A common line of argument in FKR spaces is that this kind of design substitutes trust and communication among players for formal structures. That makes sense, but why is it desirable? Why does playing an RPG need to be shoehorned into a trust-building exercise? If we agree that certain elements of the game design matter and need definition for the game to work well, why is it preferable leave it up to relations between a group of players to fill that gap? As opposed to, I don’t know, designing the game? I am all for trust and good relations between players, but I get about three hours with my group on a good week and most of us are already half exhausted. The last thing I want to do with my precious play time, or indeed my equally scarce prep time, is finish making the game.

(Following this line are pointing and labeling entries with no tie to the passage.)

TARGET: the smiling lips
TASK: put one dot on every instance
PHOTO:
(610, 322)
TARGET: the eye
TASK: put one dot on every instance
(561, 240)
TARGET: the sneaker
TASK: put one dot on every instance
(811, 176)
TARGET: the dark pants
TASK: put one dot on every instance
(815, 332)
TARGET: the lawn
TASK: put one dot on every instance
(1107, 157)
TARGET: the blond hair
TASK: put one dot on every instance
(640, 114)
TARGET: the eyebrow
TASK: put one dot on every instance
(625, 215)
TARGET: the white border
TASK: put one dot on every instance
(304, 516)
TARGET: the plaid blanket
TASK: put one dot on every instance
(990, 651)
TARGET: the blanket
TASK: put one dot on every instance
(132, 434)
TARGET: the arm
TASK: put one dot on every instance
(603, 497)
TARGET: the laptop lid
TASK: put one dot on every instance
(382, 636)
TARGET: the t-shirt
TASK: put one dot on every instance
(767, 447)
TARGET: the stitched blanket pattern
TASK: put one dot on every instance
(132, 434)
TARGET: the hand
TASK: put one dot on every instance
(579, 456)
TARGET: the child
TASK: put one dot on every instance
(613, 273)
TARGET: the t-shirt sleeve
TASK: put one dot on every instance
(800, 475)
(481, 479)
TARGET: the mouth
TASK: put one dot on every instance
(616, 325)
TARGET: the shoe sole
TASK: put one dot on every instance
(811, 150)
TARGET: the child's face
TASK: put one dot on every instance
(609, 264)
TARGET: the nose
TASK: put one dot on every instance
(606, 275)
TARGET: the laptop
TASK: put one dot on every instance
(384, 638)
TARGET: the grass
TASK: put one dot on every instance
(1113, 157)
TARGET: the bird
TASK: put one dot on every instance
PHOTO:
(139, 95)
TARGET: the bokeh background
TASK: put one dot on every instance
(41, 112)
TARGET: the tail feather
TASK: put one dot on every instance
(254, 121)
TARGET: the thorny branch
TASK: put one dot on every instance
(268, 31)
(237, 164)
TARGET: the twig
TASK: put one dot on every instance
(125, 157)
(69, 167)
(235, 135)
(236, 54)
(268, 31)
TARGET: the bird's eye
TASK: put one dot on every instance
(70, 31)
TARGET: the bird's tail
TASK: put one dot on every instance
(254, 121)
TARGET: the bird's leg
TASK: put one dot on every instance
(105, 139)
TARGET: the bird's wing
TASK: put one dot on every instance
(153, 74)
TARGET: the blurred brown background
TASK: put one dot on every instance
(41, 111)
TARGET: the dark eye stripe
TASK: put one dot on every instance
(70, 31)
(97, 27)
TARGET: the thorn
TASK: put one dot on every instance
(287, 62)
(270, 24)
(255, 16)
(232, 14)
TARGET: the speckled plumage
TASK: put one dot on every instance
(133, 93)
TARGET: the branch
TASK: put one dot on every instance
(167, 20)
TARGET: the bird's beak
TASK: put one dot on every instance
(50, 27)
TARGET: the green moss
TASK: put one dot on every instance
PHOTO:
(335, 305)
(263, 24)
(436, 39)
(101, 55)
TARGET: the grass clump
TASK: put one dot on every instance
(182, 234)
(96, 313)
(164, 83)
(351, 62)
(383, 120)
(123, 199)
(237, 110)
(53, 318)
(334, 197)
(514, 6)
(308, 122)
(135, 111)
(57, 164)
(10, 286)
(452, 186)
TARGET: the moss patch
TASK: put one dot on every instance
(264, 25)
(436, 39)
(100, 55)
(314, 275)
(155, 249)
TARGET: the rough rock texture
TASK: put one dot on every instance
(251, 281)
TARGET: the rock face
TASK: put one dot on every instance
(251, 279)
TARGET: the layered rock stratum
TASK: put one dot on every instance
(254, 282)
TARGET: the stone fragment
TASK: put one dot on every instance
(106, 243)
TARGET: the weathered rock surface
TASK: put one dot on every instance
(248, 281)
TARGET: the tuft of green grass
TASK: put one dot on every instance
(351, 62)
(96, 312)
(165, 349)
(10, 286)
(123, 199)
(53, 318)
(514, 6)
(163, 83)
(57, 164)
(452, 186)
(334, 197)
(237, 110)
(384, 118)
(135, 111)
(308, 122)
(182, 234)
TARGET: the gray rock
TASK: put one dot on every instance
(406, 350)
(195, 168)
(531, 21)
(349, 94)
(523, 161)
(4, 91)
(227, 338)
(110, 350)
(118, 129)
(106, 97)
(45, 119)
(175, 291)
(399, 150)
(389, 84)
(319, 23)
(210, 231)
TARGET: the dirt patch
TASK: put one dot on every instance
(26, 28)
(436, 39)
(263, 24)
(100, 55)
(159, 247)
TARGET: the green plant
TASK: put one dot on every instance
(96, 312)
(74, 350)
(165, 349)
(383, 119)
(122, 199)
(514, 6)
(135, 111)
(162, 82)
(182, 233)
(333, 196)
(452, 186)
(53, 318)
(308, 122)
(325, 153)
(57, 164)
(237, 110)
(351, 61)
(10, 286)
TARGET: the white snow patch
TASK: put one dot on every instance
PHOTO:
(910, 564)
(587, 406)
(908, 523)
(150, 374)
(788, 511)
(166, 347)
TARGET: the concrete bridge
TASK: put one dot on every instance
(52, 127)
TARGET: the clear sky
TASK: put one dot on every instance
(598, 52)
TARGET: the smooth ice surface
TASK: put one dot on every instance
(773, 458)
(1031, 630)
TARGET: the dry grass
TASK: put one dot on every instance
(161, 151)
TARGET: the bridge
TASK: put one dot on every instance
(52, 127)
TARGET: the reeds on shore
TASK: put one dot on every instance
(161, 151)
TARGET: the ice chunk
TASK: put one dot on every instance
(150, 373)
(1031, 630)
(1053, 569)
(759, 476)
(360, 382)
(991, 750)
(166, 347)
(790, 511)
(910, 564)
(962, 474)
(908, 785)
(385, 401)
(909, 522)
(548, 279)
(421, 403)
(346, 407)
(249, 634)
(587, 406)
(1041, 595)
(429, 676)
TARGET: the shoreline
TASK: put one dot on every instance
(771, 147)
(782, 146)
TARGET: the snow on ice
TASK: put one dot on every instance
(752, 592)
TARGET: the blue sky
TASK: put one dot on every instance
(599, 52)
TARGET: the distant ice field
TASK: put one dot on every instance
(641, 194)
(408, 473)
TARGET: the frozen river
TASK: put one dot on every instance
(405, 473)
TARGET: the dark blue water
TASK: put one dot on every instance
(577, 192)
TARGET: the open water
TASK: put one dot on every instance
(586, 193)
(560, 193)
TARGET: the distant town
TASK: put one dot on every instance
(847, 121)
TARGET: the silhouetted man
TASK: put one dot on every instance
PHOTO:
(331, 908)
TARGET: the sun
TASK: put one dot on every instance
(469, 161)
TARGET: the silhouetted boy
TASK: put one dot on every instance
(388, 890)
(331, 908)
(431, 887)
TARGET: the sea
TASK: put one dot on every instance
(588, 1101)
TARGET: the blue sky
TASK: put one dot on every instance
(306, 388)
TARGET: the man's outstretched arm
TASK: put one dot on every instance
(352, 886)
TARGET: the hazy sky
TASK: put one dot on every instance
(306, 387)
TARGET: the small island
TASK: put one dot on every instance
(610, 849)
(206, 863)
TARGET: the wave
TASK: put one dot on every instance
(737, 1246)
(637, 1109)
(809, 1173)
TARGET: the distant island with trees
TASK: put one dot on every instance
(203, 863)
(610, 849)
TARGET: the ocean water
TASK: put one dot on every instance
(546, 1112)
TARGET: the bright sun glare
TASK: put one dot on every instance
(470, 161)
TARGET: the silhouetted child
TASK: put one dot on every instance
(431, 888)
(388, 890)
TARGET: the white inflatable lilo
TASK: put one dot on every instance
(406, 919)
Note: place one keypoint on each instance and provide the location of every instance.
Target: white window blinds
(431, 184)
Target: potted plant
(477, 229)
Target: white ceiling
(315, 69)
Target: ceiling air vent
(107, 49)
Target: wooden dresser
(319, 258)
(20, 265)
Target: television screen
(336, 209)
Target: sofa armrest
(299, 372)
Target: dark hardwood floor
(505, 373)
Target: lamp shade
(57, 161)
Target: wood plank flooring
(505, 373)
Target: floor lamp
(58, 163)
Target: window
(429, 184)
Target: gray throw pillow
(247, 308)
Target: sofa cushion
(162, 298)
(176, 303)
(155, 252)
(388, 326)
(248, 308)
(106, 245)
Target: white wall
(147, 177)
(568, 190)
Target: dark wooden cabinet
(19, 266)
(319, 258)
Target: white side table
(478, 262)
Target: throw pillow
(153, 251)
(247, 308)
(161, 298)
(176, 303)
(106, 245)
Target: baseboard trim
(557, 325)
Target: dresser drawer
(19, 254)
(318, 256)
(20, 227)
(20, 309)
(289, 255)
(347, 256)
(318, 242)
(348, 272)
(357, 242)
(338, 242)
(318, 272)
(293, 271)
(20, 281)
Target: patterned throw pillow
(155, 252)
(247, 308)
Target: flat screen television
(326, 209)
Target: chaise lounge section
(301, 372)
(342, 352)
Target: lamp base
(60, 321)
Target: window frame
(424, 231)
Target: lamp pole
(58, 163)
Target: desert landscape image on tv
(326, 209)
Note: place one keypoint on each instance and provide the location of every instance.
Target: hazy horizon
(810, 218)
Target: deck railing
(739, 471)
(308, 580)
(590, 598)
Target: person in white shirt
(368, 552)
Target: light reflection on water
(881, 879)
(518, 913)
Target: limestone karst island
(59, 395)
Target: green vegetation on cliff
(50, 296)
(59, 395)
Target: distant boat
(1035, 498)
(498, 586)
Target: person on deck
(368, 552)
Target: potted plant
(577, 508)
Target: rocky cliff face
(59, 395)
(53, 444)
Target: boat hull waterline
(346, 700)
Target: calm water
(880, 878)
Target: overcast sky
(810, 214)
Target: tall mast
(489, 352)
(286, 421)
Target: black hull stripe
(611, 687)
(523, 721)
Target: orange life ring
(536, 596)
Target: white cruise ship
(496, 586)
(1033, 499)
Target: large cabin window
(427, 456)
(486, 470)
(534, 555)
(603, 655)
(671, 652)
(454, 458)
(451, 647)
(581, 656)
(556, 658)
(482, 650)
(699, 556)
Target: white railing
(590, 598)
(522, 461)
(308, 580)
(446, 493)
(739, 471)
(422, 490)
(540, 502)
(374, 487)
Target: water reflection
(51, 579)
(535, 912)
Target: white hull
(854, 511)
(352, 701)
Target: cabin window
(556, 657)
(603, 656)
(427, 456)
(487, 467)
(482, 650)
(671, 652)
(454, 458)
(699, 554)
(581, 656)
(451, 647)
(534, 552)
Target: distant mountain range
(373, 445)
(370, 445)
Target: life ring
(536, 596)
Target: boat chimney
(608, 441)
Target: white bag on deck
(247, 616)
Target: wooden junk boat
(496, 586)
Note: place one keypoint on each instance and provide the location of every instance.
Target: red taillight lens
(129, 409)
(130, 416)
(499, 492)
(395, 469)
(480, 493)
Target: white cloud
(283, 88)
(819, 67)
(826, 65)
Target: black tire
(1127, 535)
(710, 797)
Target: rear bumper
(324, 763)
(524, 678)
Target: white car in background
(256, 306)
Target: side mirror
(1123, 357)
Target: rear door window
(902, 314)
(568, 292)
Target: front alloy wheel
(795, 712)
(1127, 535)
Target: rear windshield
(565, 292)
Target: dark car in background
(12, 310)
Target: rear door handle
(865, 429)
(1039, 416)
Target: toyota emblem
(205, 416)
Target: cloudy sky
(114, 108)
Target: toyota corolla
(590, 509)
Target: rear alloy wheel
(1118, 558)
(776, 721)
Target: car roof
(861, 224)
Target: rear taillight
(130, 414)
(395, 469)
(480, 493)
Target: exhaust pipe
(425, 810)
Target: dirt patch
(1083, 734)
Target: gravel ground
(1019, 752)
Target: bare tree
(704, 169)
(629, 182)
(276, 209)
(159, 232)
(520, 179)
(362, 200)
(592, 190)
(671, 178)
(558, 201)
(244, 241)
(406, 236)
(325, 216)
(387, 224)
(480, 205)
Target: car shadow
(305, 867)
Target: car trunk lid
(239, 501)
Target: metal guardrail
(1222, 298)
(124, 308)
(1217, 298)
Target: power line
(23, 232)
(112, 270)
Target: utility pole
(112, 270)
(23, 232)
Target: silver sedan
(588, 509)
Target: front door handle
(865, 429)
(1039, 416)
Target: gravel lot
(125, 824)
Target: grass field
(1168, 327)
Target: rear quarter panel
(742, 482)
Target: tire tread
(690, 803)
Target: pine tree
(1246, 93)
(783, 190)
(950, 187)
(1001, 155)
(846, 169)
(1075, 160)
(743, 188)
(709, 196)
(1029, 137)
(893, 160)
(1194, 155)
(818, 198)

(Incidentally, this is not a categorical knock against FKR design. One of the better insights of FKR thinking is that you don’t need mechanics for something if you can think your way through it fictionally without too much trouble. Fuck-you design treats one or both of the mechanics and fiction as obvious, when they aren’t. I have more to say about this distinction, but perhaps it’s best left for another post.)

It doesn’t bring me any joy to dunk on other people’s work like this, and especially not to single anyone out. I also want to underscore that I don’t see it as a question of authorial intent or negligence – I don’t know what the author actually meant, felt, or thought, because all I have is the text. But I am also very tired of hearing the same appeals to consensus and “rulings, not rules” in areas where OSR design would most benefit from some real innovation. Fuck-you design protects the designer from the work of making decisions about aspects of a game that are most subject to disagreement and leaves to players at the table the most difficult parts of game design. I hope this post can start a conversation on the value of making some gesture, even if flawed, tentative, or idiosyncratic.


Edit History

  • 2022-05-31: Added footnote 2 and clarification in final paragraph re: authorial intent.
  1. As a working definition, please regard this as non-exhaustive and instrumental to the present argument, rather than a complete theory of design. 

  2. Or, since the last thing I want is for this post to turn into a conversation about RPG monetization ethics, let’s just say you “get” or “have” a car.